Vice President, Forestry, Coast Forest Products Association

A BC-Specific Species and Eco-Systems at Risk Legislation– An Opportunity for Policy Innovation

Les Kiss, RFP, Vice President, Forestry 
Coast Forest Products Association

Premier Horgan has tasked Environment Minister George Heyman to develop a new species at risk legislation for British Columbia. Coast Forest Products Association believes this creates an opportunity to generate made-in-BC policies and legislation which will account for the social, environmental and economic interests of British Columbians while managing species at risk.

Coastal companies have a long history of science-based, responsible habitat management for species such as the Marbled Murrelet, Northern Goshawk, Grizzly Bear, Vancouver Island Marmot and others.  We operate in a world-class regulatory land use framework that emphasizes habitat management for wildlife, fish biodiversity and species at risk.  This management approach has resulted in over 37% of the land base being designated for Wildlife Habitat Areas, Wildlife Management Areas, Ungulate Winter Ranges, Old Growth Management Areas, parks and conservation areas.  Plus, the Great Bear Rainforest Act of 2016 conserves 3.1 million hectares (85%) of temperate rainforest along BC’s coast.

Our forest companies are operating under challenging legislative conditions.  Federal and provincial legislation and strategies are misaligned and, thus, detract from the effectiveness of managing species at risk. The federal Species at Risk Act (SARA) is ineffective in its process-driven one-species-at-a-time approach – yet it influences provincial decisions on habitat protection.  At a provincial level, the Identified Wildlife Management Strategy (IWMS) British Columbia uses to manage species at risk needs modernization to reflect emerging research-based management approaches.
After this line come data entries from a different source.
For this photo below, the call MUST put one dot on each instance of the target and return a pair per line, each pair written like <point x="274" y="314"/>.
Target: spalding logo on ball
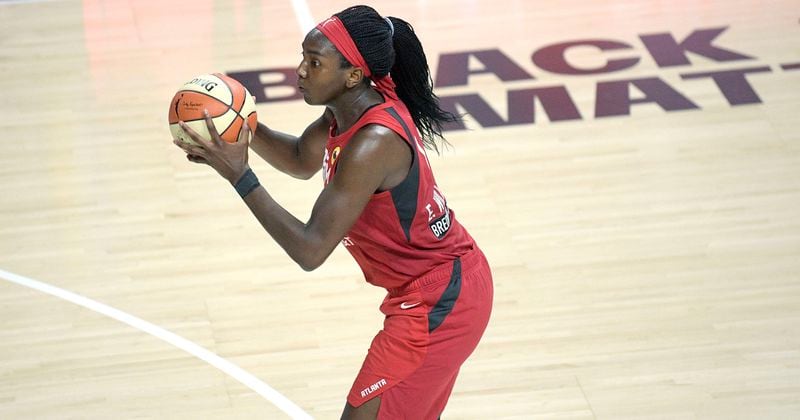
<point x="227" y="101"/>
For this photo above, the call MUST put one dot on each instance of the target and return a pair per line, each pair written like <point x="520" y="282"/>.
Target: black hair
<point x="395" y="49"/>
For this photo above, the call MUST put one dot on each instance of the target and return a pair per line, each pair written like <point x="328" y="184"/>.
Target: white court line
<point x="303" y="14"/>
<point x="231" y="369"/>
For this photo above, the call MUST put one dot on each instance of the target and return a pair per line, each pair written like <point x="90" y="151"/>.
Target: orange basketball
<point x="228" y="103"/>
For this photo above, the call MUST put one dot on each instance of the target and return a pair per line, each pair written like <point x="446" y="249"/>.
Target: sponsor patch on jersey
<point x="440" y="226"/>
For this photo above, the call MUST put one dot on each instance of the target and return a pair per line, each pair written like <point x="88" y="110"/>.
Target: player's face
<point x="320" y="76"/>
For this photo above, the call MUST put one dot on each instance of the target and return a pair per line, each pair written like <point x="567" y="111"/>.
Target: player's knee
<point x="366" y="411"/>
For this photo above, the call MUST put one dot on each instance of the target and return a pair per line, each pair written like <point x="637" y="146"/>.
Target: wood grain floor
<point x="647" y="265"/>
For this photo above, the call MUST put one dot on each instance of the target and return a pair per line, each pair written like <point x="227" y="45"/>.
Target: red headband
<point x="334" y="30"/>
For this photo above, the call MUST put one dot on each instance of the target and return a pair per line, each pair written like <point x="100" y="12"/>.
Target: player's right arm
<point x="300" y="157"/>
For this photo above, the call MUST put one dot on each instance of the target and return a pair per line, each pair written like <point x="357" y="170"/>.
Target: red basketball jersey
<point x="408" y="230"/>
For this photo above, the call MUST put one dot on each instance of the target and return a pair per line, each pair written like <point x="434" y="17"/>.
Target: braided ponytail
<point x="390" y="46"/>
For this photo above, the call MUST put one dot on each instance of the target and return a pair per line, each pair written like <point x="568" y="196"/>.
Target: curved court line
<point x="213" y="359"/>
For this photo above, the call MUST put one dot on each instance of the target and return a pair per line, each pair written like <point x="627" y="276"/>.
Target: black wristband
<point x="246" y="183"/>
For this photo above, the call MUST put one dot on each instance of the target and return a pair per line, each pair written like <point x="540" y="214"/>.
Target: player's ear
<point x="355" y="77"/>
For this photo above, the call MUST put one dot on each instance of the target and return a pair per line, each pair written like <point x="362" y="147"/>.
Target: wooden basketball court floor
<point x="645" y="240"/>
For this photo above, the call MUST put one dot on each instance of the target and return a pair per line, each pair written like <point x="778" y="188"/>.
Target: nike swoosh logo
<point x="406" y="305"/>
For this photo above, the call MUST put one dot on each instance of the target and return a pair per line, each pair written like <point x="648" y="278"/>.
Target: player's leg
<point x="367" y="411"/>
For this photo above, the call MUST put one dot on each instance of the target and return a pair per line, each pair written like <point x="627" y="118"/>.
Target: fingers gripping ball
<point x="228" y="103"/>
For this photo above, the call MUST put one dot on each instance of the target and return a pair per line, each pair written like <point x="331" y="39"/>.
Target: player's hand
<point x="228" y="159"/>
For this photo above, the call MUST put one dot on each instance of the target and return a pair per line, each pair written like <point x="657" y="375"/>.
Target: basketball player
<point x="379" y="200"/>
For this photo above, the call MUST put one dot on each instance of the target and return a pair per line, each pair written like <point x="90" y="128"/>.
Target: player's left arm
<point x="375" y="159"/>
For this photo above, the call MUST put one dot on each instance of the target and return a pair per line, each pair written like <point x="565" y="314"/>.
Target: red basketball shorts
<point x="432" y="325"/>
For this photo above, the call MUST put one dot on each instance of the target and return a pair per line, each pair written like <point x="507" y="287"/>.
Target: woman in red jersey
<point x="380" y="200"/>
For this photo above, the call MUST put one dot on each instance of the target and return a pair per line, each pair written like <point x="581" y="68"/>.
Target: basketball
<point x="228" y="103"/>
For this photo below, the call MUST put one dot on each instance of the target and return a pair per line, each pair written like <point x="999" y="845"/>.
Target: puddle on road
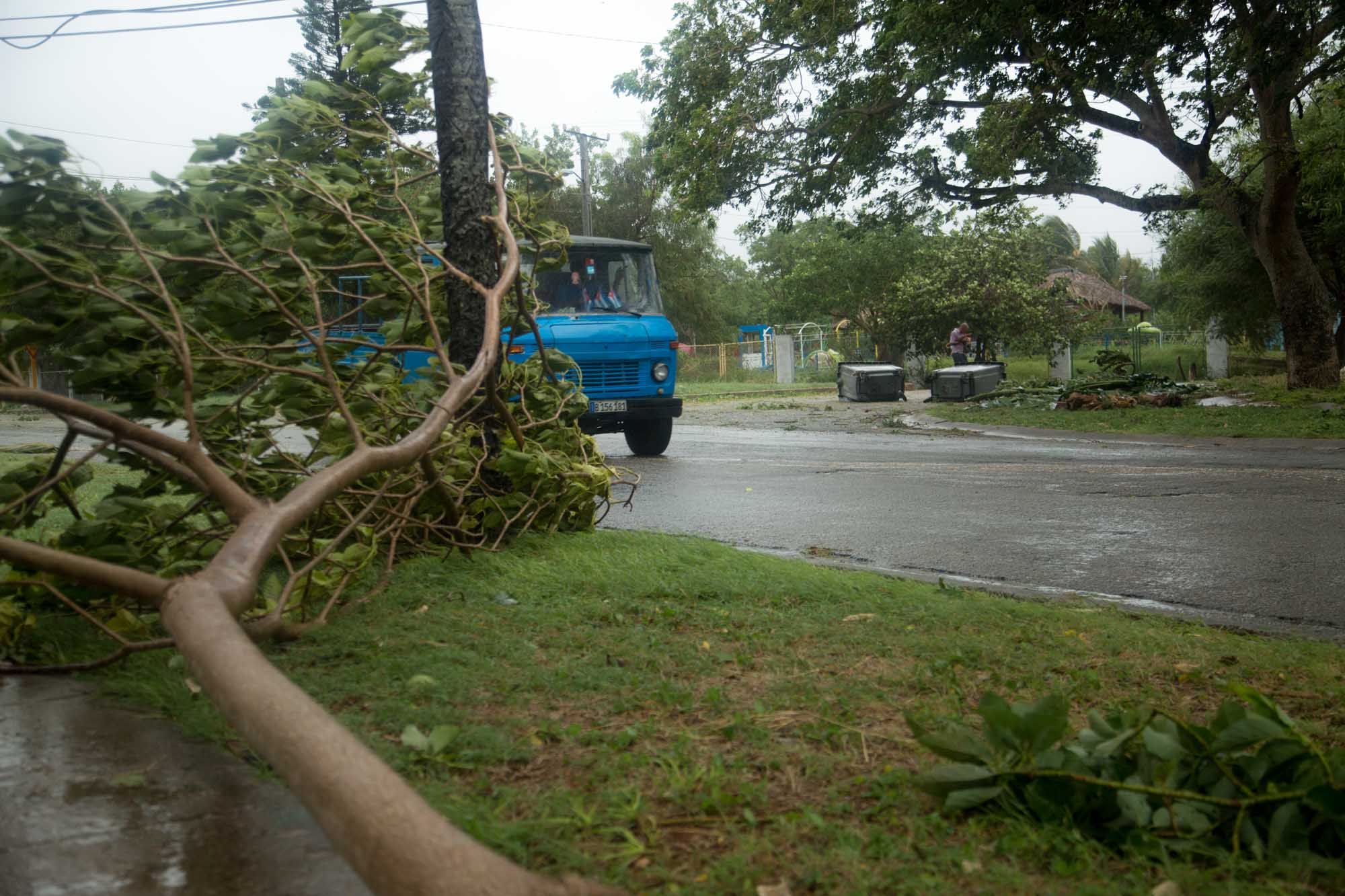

The development of BC species at risk legislation does not need to start from scratch.  The Provincial Ministry of Environment conducted a thorough consultation process resulting in a comprehensive “Five-Year Plan for Species at Risk.” It suggested a thoughtful move from one-species-at-a-time thinking to an ecosystem, landscape and multi-species approach more appropriate for the protection and recovery of species at risk.  It also allowed for consideration of the social and economic interests of BC’s communities.  The Plan was centered around five main elements including:

  • Management at the ecosystem and landscape scale using co-location of a number of species’ needs and other values;
  • Basing decisions on transparent science where “best available information” supports the identification, management and recovery of species at risk;
  • Consideration of socio-economic implications of protection measures and consultation;
  • Applying protection for species at risk consistently across all sectors; and
  • Measuring and reporting on government’s investments in species at risk management to ensure objectives are being met and if they are effective.

Whether the 5-Year Plan is used – or another model, BC’s next species management legislation must take an innovative approach in order to better deliver ecological, social and economic outcomes. It should also bring to fruition the priorities of Premier Horgan’s mandate letters which state that good ideas and collaboration be used to build a strong, sustainable and innovative economy that works for everyone. Coast Forest welcomes the opportunity to work with Minister Heyman and his ministry to develop good legislation that can strengthen and continue to improve sustainable management of BC’s species at risk.